INJÚRIA. AUSÊNCIA DA PROVA SOBRE O DOLO ESPECÍFICO. ABSOLVIÇÃO QUE SE IMPÕE. Tem-se firmado que, para a prolação de um decreto penal condenatório, é indispensável prova robusta que dê certeza da existência do delito e seu autor. A livre convicção do julgador deve sempre se apoiar em dados objetivos indiscutíveis. Caso contrário, transformar o princípio do livre convencimento em arbítrio. É o que ocorre no caso em tela. Não existe uma prova segura do dolo específico da agente e no sentido de injuriar o ofendido. De acordo com a jurisprudência, para a configuração dos crimes previstos nos artigos. 139 e 140 do Código Penal, é necessária a presença do elemento subjetivo do tipo que é dolo específico, ou seja, a intenção de ofender a honra alheia.

Finalmente, vale ressaltar que o presente ato decisório não obsta que a vítima venha buscar reparação de natureza cível em decorrência dos fatos em questão. Contudo, estando ausente o dolo específico do tipo penal da injúria, conforme evidenciado nos autos, impõe-se a absolvição do acusado.

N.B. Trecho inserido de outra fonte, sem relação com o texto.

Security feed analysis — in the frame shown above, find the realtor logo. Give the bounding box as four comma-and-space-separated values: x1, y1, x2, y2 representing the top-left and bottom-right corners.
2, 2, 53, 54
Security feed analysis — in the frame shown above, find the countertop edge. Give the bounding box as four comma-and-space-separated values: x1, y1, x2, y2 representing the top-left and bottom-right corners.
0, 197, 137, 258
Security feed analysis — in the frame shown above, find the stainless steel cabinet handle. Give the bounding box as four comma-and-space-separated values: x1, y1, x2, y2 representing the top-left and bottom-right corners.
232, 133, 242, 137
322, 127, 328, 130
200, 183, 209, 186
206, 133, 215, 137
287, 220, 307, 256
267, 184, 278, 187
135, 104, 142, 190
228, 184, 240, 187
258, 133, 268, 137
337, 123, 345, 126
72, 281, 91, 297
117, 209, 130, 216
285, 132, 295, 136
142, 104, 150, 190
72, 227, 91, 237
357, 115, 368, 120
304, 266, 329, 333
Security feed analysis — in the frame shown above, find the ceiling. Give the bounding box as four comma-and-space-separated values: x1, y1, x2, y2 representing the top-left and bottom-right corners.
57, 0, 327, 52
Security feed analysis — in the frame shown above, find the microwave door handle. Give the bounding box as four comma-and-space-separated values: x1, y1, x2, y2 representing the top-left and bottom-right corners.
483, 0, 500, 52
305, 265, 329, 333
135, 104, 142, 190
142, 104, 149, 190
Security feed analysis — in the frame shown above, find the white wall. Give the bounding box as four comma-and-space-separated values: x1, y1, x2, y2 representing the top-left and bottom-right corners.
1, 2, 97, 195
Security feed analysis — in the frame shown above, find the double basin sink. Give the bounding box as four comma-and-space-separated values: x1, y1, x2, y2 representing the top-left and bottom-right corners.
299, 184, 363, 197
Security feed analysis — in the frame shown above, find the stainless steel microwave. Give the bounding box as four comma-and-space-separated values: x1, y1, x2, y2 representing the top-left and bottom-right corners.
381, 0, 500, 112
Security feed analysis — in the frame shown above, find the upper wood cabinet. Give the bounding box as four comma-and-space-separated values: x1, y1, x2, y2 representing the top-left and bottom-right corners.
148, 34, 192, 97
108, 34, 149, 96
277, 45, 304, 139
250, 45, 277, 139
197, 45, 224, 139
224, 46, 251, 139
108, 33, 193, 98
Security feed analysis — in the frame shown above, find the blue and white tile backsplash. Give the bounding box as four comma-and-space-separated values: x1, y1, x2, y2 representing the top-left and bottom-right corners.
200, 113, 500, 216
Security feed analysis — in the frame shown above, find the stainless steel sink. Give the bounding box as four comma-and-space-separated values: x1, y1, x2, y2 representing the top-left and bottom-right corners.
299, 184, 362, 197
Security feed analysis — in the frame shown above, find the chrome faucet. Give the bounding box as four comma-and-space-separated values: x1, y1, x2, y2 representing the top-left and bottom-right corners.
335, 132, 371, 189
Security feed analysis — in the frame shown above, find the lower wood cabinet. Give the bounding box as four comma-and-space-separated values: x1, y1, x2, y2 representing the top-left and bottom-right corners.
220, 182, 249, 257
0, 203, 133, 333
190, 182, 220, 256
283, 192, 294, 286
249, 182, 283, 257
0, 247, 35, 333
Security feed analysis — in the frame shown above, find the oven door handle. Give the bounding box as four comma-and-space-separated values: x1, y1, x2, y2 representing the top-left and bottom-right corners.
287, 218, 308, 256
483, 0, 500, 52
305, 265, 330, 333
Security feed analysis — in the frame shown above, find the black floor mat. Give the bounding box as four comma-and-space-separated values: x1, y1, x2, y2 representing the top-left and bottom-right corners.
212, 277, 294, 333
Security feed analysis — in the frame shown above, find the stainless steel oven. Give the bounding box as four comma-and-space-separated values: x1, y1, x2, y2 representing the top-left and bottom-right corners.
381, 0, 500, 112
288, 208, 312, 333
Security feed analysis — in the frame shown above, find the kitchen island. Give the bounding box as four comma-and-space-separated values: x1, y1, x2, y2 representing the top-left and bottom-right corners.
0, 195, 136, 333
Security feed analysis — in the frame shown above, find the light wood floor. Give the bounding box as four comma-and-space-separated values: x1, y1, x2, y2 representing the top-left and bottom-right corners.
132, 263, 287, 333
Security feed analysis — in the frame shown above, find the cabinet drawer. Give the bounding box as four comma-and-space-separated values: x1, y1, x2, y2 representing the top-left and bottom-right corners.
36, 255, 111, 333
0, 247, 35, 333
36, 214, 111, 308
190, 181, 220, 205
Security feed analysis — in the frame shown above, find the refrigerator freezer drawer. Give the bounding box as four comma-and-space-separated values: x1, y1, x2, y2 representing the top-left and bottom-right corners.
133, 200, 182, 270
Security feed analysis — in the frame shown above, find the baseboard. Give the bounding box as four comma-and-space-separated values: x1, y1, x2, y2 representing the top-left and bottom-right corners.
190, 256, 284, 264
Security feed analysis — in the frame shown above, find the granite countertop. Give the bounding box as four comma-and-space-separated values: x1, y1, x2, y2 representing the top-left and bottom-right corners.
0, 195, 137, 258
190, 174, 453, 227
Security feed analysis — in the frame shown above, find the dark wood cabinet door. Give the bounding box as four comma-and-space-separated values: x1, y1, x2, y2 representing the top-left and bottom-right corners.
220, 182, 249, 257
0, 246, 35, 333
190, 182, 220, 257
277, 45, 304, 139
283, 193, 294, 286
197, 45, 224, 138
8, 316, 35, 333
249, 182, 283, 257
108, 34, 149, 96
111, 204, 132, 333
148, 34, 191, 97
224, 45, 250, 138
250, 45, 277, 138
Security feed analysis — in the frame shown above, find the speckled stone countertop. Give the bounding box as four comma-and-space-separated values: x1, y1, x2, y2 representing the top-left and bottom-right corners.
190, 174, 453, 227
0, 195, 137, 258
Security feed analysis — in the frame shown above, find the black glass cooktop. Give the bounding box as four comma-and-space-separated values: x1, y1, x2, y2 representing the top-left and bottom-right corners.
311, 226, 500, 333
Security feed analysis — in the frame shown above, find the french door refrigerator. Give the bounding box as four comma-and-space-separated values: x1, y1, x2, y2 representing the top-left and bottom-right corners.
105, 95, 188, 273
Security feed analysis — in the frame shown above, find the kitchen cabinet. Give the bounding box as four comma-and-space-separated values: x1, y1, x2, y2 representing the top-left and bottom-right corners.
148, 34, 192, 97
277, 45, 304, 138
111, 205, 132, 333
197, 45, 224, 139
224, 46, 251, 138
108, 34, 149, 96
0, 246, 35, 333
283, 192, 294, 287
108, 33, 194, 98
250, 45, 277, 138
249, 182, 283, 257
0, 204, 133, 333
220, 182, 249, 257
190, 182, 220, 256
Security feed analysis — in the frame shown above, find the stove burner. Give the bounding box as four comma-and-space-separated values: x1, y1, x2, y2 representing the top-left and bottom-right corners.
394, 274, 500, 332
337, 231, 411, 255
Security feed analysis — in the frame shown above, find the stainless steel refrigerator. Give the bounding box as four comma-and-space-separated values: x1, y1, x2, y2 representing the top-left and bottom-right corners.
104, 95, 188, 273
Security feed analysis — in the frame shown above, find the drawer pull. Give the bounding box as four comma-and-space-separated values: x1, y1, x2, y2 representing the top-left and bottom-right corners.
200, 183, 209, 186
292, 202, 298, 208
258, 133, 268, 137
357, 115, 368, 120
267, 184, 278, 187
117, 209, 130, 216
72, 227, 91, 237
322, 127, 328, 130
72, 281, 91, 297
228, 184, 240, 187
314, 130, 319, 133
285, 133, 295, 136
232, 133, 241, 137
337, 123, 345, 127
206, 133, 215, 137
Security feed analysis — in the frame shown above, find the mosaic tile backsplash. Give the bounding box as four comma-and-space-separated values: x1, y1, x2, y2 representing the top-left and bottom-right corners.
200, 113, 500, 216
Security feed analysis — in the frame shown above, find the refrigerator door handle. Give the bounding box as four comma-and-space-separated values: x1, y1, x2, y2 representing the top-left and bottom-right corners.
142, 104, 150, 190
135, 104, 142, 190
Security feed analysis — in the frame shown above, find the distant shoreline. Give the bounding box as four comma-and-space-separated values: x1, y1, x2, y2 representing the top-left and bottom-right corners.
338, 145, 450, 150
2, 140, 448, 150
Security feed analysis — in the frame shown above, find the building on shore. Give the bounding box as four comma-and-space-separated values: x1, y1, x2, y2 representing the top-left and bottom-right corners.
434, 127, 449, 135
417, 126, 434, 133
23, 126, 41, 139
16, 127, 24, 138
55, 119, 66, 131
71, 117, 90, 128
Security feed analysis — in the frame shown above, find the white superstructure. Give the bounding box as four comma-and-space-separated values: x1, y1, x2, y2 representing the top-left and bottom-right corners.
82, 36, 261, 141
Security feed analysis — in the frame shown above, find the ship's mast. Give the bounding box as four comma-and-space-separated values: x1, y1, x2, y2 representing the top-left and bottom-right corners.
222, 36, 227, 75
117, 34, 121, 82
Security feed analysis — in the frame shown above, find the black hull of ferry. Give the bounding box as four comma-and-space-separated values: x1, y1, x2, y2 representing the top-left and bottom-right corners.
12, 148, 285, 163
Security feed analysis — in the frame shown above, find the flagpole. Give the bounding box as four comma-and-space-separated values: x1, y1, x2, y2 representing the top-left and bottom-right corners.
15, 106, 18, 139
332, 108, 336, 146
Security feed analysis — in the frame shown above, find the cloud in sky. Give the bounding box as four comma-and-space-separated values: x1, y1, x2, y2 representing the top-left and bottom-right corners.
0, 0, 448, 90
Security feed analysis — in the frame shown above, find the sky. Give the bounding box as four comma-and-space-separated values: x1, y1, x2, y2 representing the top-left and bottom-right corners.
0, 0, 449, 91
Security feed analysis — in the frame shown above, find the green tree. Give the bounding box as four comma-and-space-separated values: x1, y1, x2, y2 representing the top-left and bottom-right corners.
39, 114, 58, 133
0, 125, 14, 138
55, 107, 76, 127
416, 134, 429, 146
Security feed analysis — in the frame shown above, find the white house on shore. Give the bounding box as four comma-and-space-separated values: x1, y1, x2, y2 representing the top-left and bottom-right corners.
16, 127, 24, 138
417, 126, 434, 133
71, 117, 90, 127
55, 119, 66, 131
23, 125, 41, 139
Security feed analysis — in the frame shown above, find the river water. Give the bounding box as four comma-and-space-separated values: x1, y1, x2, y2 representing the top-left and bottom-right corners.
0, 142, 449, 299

Examinados os elementos de prova na forma supra, alicerçado, portanto, no acervo probatório erigido nos autos e diante dos argumentos expendidos pelas partes, JULGO IMPROCEDENTE a pretensão punitiva estatal deduzida na denúncia e assim o faço para ABSOLVER MARCOS PAULO RIBEIRO MORAIS com fulcro no artigo 386, inciso III, do Código de Processo Penal.”, disse o juiz Omar Dantas Lima, em sua sentença.